4. Senior🔪

5.1K 330 2
                                    

"Kak Lyra gak usah aja deh cariin aku Korban."

Lyra yang sedang menyetir pun langsung menoleh menatap heran adiknya. "Kenapa? Kamu mau berhenti melakukan itu? Kakak dukung apapun keputusan kamu."

"No! Itu mustahil."

Lyra menaikkan sebelah alisnya. "Lalu? Kenapa?"

Anneth tersenyum miring. "Aku udah dapat calon korbannya, dan dengan waktu seminggu, dia akan ada dalam genggamanku!"

"Siapa lagi? Jangan bilang orang itu ada di lingkungan sekolah kamu?! Anneth, semua yang bersekolah disana bukan orang biasa, jika salah satu dari mereka terbunuh karena kamu, keluarganya gak akan menyerah sebelum menyelesaikan kasus ini. Mereka punya banyak uang untuk mencapai tujuan yang mereka inginkan. Termasuk menemukan pembunuh itu!" Lyra harap, orang yang dimaksud Anneth bukan laki-laki itu.

Anneth tersenyum dan menggeleng. "Dia bukan dari keluarga terhormat. Dia itu hanya murid yang bisa sekolah karena beasiswa."

Lyra melirik wajah bahagia adiknya. "Mau menindas orang rendah, hmm?"

"Bukan menindas, kak. Lebih tepatnya bermain-main hingga ... Game over!"

"Tapi, kamu harus cari tahu dulu siapa dia sebenarnya, biar kakak juga bisa bantu kamu."

Jika memang benar korban Anneth selanjutnya adalah laki-laki itu, ia harus bisa membujuk Anneth agar mengurungkan niatnya dan mencari korban lain.

"Siap bos."

Lyra mencubit kuat pipi Anneth dengan tangan kirinya karena tangan satunya lagi fokus memegang setir. "Adikku ini imut sekali, tapi nyeremin kalau udah kumat."

"Iyalah, Aku kan beda dari yang lain?"
ucap Anneth bangga.

***

Anneth berjalan dengan santai menyusuri tiap-tiap ruangan.

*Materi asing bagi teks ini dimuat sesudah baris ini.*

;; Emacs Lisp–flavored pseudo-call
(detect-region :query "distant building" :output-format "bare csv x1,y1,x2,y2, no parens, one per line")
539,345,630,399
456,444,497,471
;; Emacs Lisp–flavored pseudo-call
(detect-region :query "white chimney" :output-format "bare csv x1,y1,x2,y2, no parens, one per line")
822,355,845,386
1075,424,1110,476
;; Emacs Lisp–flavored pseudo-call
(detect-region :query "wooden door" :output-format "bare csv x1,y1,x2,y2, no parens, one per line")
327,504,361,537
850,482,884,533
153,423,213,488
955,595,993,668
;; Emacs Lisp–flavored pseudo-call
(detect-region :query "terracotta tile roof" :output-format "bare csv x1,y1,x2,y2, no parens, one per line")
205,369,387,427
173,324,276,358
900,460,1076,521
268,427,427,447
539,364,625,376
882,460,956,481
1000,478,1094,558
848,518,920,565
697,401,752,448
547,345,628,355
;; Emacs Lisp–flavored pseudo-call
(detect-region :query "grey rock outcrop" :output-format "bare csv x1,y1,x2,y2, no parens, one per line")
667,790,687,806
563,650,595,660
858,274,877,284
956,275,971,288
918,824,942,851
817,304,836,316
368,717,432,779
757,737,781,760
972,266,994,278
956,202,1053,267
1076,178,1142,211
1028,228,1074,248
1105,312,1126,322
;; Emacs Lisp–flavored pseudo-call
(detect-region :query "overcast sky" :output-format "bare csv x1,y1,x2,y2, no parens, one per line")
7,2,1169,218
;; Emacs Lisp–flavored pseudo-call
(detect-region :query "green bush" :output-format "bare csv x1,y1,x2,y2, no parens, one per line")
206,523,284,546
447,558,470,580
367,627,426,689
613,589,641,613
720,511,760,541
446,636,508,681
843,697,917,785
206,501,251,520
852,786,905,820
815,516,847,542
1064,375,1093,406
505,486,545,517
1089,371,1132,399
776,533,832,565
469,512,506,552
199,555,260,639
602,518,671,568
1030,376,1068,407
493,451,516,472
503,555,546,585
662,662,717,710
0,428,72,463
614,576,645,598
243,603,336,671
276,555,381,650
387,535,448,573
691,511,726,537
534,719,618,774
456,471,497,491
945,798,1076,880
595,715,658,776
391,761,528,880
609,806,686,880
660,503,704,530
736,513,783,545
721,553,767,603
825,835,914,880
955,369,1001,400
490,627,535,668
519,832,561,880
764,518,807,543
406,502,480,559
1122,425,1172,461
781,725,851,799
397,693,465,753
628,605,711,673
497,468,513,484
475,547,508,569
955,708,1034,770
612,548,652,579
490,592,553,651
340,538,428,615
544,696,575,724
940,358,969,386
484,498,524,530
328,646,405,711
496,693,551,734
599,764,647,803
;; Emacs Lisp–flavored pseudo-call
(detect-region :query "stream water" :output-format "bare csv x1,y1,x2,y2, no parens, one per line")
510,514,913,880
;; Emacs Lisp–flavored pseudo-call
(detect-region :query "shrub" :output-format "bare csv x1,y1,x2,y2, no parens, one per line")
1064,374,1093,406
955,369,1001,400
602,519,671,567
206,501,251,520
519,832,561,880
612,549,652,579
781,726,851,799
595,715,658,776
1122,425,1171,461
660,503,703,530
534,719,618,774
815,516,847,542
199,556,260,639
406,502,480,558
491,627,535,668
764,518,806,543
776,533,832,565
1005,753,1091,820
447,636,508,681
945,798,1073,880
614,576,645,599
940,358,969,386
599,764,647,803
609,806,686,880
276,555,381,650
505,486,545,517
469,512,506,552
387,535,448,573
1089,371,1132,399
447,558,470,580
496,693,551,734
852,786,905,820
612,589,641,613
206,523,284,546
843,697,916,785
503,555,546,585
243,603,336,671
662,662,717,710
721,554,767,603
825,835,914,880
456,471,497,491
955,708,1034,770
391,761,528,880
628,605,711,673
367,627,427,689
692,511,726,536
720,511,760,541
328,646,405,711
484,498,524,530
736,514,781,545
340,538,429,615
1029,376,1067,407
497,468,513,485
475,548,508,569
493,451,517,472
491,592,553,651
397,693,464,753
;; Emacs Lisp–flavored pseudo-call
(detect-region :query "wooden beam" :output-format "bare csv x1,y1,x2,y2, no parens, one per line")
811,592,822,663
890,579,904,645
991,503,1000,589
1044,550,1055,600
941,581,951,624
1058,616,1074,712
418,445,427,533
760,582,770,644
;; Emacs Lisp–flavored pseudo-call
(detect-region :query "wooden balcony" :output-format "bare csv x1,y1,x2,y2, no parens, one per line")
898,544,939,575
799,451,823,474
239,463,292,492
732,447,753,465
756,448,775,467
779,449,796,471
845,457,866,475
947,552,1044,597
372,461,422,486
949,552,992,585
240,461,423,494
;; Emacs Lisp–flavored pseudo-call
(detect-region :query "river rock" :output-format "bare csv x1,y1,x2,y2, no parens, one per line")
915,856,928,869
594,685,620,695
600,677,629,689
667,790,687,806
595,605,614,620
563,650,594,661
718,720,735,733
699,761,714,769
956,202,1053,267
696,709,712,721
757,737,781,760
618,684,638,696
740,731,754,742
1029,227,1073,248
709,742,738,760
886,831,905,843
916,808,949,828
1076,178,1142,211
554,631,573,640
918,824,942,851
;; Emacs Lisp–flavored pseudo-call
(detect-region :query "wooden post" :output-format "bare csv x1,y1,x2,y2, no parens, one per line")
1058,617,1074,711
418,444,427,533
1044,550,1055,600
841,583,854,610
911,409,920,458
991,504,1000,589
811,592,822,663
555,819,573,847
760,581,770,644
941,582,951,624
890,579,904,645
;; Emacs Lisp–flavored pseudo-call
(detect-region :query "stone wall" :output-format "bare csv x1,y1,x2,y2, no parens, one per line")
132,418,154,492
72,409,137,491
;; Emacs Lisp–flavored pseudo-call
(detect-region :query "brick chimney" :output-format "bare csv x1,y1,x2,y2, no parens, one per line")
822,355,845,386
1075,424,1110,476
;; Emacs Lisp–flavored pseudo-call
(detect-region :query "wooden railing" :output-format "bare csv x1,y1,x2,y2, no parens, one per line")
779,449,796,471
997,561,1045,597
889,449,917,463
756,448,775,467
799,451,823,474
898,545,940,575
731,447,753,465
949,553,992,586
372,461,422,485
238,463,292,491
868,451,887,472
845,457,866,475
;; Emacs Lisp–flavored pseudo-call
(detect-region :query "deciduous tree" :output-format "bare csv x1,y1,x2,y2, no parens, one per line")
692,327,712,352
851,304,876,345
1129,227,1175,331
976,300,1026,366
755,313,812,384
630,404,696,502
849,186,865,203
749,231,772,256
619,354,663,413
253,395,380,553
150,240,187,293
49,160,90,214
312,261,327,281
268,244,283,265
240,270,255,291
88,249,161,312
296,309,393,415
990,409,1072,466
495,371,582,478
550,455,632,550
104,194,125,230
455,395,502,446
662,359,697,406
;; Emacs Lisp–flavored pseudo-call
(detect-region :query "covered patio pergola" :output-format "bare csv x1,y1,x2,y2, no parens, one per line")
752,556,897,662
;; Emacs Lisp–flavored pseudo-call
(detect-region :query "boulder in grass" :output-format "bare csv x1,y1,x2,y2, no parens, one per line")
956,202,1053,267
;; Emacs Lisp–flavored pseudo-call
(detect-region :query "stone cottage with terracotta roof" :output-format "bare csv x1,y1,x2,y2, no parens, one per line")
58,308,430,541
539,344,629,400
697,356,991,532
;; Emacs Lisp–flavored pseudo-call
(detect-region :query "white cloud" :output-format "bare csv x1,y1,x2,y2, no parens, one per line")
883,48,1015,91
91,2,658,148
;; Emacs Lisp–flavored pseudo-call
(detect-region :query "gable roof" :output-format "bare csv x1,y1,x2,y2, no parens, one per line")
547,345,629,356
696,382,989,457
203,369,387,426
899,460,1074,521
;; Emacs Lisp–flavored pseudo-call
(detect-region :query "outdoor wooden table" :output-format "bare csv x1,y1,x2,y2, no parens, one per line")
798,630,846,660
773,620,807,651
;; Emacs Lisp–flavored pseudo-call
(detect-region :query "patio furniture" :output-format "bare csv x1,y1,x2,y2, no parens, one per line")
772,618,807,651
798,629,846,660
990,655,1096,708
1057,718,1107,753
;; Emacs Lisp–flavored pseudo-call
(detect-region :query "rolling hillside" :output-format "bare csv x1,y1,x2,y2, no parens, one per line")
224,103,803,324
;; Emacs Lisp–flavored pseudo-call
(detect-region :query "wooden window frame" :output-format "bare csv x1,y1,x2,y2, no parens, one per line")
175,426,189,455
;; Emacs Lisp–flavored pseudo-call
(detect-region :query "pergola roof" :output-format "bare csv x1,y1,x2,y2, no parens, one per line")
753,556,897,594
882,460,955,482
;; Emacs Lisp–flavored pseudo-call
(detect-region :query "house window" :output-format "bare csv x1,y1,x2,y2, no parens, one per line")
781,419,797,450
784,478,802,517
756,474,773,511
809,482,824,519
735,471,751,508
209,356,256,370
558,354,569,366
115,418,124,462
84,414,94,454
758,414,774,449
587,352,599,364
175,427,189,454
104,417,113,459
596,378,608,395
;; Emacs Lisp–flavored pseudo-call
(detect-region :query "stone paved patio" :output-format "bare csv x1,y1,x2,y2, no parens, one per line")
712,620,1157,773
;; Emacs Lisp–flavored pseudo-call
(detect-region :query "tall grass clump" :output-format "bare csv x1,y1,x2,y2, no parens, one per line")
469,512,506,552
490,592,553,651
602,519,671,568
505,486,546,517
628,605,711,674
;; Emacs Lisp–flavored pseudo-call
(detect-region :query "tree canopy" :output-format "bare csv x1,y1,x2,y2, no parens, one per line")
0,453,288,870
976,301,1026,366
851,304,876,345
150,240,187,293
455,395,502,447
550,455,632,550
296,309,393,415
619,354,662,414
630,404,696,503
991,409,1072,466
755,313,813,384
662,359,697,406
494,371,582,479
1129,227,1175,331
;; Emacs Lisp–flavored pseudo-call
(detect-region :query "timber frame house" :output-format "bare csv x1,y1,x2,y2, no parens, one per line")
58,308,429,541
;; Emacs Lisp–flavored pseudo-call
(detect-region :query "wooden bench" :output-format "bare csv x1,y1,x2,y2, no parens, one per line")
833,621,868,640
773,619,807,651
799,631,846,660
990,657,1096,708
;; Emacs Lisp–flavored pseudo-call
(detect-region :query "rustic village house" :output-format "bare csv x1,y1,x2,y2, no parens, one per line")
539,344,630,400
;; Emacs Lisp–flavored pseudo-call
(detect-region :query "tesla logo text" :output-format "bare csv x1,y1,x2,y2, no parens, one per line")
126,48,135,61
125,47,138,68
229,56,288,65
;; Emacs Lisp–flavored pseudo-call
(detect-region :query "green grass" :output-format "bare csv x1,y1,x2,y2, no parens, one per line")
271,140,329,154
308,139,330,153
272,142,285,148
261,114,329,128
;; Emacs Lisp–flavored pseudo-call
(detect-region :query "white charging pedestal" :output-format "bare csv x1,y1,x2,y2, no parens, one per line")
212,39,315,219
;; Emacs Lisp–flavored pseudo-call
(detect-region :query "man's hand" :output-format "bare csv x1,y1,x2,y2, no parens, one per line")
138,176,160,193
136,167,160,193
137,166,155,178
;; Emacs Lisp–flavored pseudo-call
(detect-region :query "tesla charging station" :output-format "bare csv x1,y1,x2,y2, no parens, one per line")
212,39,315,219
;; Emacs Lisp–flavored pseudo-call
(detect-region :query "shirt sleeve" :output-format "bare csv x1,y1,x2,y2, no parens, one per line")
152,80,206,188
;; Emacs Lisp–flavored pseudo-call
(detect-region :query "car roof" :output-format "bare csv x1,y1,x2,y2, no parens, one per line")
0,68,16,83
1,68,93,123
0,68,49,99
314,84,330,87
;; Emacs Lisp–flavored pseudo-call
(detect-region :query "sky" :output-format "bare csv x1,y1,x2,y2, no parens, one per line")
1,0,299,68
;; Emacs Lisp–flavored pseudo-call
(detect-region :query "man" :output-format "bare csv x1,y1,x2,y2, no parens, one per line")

Tujuan utamanya adalah ruang kerja Lyra.

Gadis imut itu berdiri didepan pintu ruangan Lyra. Ia menunggu persetujuan dari si pemilik agar pintu kaca itu bisa terbuka, karena yang bisa memasuki ruangan itu dengan bebas hanya Lyra dan Ayahnya.

Saat Anneth sudah masuk kedalam ruangan itu. Tubuh mungilnya langsung ia hempaskan di sofa, tangannya pun sibuk membuka-buka berkas berserakan dimeja yang berada didepannya.

"Anneth, jangan sentuh berkas kakak," tegur lyra, pandangannya tidak teralihkan sedikit pun dari laptopnya.

Anneth menaruh kembali berkas Lyra. "Kak, Daddy kapan pulang? Anneth kangen nih."

Lyra merenggangkan tubuhnya, melemaskan otot-otot yang terasa pegal. "Daddy bilang masih banyak urusan, tapi kalau urusannya sudah selesai. Daddy pasti langsung pulang," jelas Lyra.

Anneth mengangguk paham.
"Kak, ini kan, hari rabu, biasanya Anneth terapi tiap hari rabu. Tapi kenapa tadi kita langsung pulang?" tanya Anneth.

Anneth sudah menjalani terapi selama empat bulan lebih, ia menjalani terapi agar keinginan dalam dirinya yang ingin terus menyakiti atau membunuh orang berkurang dan menghilang.

"Kayaknya Anneth gak usah ikut terapi lagi deh." Lyra sudah tidak ingin adiknya melakukan terapi lagi.

Rasanya percuma, Anneth tetap tidak berubah, perkembangannya pun masih belum terlihat. Jadi ia memutuskan untuk memberhentikan Anneth dari terapi itu.

Sebenarnya dokter yang menangani Anneth adalah teman masa kecil Lyra, tapi sekarang ia sudah tidak terlalu akrab lagi dengan dokter itu, sebab perkataan dokter itu membuat Lyra merasa marah seketika.